26 октября [1937 года]. На днях тройка опять для просмотра выступала в ГОМЕЦе и имела большой успех. Тут был импресарио и предложил им ехать в Вологду. Но представитель ГОМЕЦа решил оставить этот номер для Ленинграда.
Мария слышала, как один тенор, известный певец, говорил соседу: «Она будет дурой, если не поедет в Москву, там она сделает карьеру».
Даты нет. Паня рисует голову рабочего — масло на холсте. Я подошла и поцеловала его в голову. Он засмеялся и сказал: «Вот за что теперь целуют женщины».
Июль 32 г. Изумительный организм — он сильнее Пети, который хорошо питается. Паня никогда не простужается, только зимой покашливает, он никогда достаточно тепло не одет. Всегда бодр, никогда не отдыхает. Без меня во время еды читает.

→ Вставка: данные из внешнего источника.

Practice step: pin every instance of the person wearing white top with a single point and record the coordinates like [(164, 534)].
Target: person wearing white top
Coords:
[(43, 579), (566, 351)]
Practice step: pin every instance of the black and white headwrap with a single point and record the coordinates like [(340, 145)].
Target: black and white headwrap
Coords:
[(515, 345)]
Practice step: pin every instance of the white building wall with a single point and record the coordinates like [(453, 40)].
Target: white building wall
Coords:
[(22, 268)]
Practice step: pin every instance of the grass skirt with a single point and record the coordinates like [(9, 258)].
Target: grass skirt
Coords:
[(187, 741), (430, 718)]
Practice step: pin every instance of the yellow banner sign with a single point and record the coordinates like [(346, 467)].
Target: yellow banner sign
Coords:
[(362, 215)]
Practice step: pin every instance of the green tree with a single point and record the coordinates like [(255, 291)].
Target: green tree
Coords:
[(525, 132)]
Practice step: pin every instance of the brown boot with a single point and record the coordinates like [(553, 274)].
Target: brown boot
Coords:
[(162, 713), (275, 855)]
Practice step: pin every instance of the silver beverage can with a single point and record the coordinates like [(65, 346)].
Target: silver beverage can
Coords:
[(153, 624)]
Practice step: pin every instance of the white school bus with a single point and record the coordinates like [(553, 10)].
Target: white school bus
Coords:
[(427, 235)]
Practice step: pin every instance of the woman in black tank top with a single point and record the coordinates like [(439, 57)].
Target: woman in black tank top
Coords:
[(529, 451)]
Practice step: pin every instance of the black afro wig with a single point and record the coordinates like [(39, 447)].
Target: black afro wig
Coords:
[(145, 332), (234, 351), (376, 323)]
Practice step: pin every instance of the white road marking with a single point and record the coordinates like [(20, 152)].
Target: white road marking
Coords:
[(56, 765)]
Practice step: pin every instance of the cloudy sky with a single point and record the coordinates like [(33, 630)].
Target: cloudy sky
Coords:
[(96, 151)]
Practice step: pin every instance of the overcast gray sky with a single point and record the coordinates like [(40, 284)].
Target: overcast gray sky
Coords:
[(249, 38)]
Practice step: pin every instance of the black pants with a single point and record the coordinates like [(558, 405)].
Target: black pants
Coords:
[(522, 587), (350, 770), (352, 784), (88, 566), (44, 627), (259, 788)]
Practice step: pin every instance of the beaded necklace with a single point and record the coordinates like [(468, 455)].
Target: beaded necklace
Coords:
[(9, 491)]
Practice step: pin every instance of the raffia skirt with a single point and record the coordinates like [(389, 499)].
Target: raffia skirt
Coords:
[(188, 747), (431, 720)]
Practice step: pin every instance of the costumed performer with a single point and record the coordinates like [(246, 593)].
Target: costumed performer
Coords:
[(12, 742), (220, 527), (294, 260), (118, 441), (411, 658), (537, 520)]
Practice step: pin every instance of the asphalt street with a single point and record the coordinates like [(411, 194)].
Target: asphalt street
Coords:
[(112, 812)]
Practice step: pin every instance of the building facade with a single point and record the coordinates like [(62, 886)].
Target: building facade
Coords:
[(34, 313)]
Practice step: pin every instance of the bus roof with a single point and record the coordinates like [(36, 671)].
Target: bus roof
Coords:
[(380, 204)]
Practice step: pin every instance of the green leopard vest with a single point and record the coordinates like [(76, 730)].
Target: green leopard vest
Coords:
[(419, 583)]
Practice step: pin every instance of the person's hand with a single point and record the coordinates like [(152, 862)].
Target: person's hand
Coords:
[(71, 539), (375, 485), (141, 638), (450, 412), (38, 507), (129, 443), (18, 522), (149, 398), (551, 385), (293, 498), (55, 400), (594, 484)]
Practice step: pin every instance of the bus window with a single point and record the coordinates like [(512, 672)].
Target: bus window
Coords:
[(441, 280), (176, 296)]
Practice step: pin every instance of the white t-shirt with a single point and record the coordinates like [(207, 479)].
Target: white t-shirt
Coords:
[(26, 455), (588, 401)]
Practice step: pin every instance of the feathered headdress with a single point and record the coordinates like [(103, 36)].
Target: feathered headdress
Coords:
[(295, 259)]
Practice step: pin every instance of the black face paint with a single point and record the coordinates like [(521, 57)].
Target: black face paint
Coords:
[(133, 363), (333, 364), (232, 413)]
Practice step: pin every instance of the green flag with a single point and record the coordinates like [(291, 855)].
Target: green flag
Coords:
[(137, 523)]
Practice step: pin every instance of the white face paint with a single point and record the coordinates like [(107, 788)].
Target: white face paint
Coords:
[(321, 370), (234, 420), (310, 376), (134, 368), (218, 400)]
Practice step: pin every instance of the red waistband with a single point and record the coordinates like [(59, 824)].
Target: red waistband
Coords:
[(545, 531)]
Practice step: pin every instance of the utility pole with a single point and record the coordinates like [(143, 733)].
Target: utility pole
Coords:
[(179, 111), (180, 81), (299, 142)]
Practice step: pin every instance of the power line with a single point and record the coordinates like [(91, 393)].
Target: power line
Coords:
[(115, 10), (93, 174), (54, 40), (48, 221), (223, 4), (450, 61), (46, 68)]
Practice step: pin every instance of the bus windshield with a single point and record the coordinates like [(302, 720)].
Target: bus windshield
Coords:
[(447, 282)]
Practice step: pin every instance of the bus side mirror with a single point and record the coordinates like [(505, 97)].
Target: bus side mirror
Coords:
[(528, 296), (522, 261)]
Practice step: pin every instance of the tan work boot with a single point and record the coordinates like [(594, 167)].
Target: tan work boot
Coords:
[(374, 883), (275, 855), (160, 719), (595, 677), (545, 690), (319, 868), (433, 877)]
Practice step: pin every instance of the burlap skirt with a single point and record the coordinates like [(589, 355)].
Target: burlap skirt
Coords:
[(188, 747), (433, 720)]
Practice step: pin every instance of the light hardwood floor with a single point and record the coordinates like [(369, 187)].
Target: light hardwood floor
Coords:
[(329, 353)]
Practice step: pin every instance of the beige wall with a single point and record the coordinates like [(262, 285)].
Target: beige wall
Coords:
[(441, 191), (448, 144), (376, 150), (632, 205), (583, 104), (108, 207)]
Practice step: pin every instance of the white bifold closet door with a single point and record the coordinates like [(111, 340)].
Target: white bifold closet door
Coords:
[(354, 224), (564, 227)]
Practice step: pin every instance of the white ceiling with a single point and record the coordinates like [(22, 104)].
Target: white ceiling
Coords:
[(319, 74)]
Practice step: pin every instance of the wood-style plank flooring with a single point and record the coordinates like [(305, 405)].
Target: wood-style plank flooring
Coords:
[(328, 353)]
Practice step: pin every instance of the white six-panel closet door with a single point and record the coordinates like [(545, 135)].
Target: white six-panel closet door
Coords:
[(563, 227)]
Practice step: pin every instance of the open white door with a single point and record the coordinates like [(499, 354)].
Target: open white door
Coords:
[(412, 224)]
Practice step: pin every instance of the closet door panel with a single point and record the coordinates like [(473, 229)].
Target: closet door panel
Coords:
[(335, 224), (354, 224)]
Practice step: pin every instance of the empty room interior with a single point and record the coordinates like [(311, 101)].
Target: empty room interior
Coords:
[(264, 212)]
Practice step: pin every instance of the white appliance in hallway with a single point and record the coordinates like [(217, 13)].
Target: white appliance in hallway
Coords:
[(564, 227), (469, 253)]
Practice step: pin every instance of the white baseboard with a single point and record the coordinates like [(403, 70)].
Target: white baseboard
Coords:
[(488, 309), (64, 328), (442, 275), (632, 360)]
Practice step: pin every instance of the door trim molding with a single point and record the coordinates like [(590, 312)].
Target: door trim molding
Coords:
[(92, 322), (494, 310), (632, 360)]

Малоразговорчив, а с учениками без перерыва говорит 3–4 и больше часов и все об искусстве. Некоторым трудно дается охватить его мысли во всю, хотя пересыпает их множеством ярких примеров и сравнений часто остроумных, неожиданных, что сильно оживляет беседу с ним, как бы служит отдыхом от напряженного внимания.
…Недавно пришла родственница Маяковского. Ей заказали наброски художников для Русского музея. Он, конечно, отказался, чтобы его зарисовать.

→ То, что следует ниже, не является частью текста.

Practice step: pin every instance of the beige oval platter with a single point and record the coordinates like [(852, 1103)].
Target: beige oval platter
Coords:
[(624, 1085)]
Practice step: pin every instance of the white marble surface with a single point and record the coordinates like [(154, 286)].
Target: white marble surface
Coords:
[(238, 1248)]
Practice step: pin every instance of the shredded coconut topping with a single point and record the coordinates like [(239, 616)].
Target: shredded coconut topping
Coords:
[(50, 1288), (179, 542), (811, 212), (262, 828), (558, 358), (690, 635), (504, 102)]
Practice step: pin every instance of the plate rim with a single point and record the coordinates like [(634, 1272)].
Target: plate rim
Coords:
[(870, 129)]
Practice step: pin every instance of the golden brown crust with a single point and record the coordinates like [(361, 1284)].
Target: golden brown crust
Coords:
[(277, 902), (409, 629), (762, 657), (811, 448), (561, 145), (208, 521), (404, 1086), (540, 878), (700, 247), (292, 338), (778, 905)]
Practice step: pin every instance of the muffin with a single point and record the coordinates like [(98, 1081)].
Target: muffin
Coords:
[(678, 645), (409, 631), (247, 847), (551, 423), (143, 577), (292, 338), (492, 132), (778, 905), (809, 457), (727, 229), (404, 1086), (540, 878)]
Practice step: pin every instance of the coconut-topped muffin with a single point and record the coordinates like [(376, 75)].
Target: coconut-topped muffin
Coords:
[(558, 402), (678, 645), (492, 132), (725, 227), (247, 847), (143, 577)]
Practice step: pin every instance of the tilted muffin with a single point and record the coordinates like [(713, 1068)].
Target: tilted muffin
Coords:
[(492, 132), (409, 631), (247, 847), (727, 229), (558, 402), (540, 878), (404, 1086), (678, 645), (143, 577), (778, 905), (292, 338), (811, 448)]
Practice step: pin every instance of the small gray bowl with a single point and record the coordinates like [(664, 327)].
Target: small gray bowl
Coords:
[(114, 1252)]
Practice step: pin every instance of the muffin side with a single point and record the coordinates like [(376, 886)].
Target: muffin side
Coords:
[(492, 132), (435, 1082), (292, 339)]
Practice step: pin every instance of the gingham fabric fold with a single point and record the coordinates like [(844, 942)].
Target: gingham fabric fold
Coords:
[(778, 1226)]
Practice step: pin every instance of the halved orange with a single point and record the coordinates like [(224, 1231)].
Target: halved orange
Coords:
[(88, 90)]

Сентябрь 1932. <…>Говорили, как устроимся, если придется устраиваться на старом месте. «Если ничего не выйдет, поступлю работать на стройку, 150 р. заработаю. Если мне назначат пенсию, я подачки не возьму, разве как заслуженному художнику. <…> Я заказов брать не могу, я исследователь. Заказ влечет за собою заказ, а мне нужно делать свои вещи. Я не могу пойти по дороге официального искусства. Мне слава не нужна. Моя идеология пробьет себе дорогу. Посмотри „Мастера современной гравюры и графики“, там найдешь под нас! Наши методы сделаются всемирными».
В начале августа 1932 года горком выставил кандидатуру брата в члены правления организующегося Союза художников. 5 или 6 августа Петя Серебряков прочел у сидевшего рядом с ним в трамвае человека, просматривавшего вечерний выпуск «Красной газеты», заметку о художниках, выбранных в состав правления Союза художников. Среди них был Филонов[285].

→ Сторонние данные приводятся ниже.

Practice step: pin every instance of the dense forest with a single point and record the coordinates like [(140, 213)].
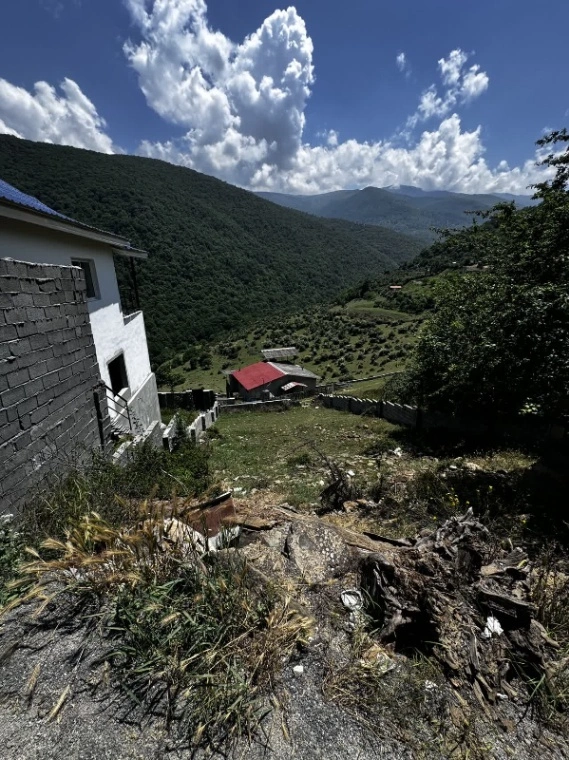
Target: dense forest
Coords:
[(219, 256), (405, 209), (497, 343)]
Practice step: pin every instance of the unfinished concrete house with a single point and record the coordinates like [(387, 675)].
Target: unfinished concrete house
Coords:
[(72, 363)]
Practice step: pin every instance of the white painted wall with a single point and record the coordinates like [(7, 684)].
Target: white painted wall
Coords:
[(111, 335)]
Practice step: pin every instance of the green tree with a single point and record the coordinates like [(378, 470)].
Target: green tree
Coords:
[(499, 339)]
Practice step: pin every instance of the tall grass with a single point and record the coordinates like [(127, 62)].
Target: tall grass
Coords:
[(112, 491)]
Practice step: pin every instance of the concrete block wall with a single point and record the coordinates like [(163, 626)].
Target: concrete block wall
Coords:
[(399, 414), (144, 406), (49, 377), (151, 436), (198, 398)]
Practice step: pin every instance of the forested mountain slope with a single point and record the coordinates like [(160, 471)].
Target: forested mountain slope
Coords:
[(405, 209), (219, 256)]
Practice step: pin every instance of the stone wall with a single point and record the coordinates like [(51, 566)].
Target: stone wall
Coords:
[(410, 416), (204, 421), (144, 406), (199, 399), (51, 406)]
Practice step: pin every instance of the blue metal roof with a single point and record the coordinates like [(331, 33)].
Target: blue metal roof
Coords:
[(9, 193), (15, 196)]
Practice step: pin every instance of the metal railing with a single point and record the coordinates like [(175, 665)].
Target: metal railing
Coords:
[(119, 405)]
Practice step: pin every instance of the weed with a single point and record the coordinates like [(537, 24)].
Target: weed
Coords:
[(382, 693), (112, 491), (195, 638), (11, 549), (550, 594), (302, 459)]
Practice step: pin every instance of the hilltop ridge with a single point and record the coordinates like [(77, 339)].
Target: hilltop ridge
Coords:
[(219, 256)]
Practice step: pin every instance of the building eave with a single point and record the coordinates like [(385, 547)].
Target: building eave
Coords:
[(131, 253), (60, 224)]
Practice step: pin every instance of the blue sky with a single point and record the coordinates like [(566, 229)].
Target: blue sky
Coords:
[(309, 97)]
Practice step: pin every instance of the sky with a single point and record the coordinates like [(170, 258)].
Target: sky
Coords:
[(306, 98)]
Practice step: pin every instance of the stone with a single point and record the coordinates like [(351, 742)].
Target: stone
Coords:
[(317, 550)]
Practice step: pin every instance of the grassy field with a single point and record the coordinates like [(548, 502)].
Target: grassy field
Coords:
[(338, 343), (282, 456), (282, 451)]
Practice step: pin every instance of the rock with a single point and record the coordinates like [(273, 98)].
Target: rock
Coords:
[(267, 559), (317, 551)]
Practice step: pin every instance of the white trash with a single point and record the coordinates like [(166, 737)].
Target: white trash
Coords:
[(352, 599), (492, 628)]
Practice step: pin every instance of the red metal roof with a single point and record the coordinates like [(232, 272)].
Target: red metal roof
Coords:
[(256, 375)]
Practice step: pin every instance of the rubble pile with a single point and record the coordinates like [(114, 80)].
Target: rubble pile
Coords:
[(454, 596)]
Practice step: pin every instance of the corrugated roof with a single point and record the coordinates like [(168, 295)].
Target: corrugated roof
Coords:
[(15, 197), (293, 369), (257, 374), (279, 353), (289, 386), (12, 194)]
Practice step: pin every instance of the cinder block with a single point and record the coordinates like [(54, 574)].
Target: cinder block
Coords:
[(7, 332), (12, 396)]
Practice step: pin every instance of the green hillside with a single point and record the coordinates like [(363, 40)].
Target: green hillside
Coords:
[(220, 257), (371, 330), (408, 210)]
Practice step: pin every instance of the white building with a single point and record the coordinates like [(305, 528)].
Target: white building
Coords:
[(32, 232)]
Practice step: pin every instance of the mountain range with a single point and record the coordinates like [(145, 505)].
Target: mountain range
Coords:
[(403, 208), (220, 256)]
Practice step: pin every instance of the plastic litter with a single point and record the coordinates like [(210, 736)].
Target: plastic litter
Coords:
[(492, 628), (352, 599)]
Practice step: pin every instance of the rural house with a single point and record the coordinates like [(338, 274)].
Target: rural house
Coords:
[(32, 232), (251, 382)]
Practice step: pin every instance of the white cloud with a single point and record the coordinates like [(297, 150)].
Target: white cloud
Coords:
[(403, 64), (69, 118), (241, 103), (460, 87), (241, 106)]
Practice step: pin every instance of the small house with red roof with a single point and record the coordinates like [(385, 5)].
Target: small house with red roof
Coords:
[(262, 378)]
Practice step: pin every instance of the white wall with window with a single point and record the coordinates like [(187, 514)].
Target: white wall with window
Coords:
[(114, 333)]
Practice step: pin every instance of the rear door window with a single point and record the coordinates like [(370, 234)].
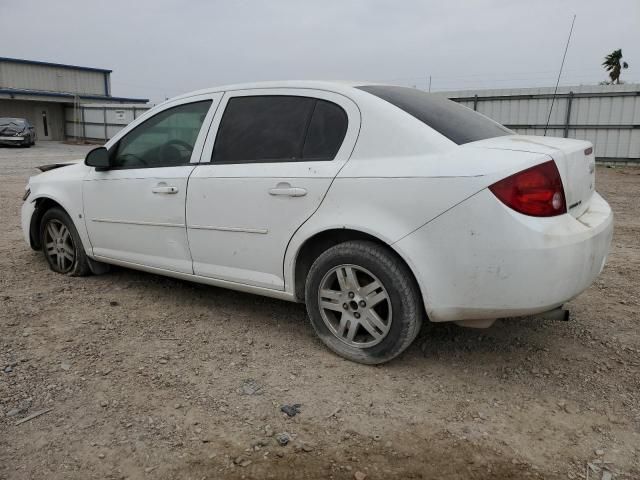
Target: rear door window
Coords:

14 сентября 1932 года приходил делопроизводитель правления Союза художников и передал продовольственную карточку в кооператив «Красная звезда», сказав, что дает мне ее Союз х[удожнико]в, а также, что там постановили ходатайствовать о назначении Филонову персональной пенсии, мотивируя это тем, что «Филонов неприспособлен зарабатывать деньги» (Из дневника брата). Он настойчиво советовал брату посещать собрания правления, но брат сказал, что у него сложные расхождения с ленинградскими художниками и ходить туда он не будет.
В ноябре 1932 года на юбилейной выставке, посвященной пятидесятилетию Октября, были показаны 85 работ брата и 6 работ его учеников.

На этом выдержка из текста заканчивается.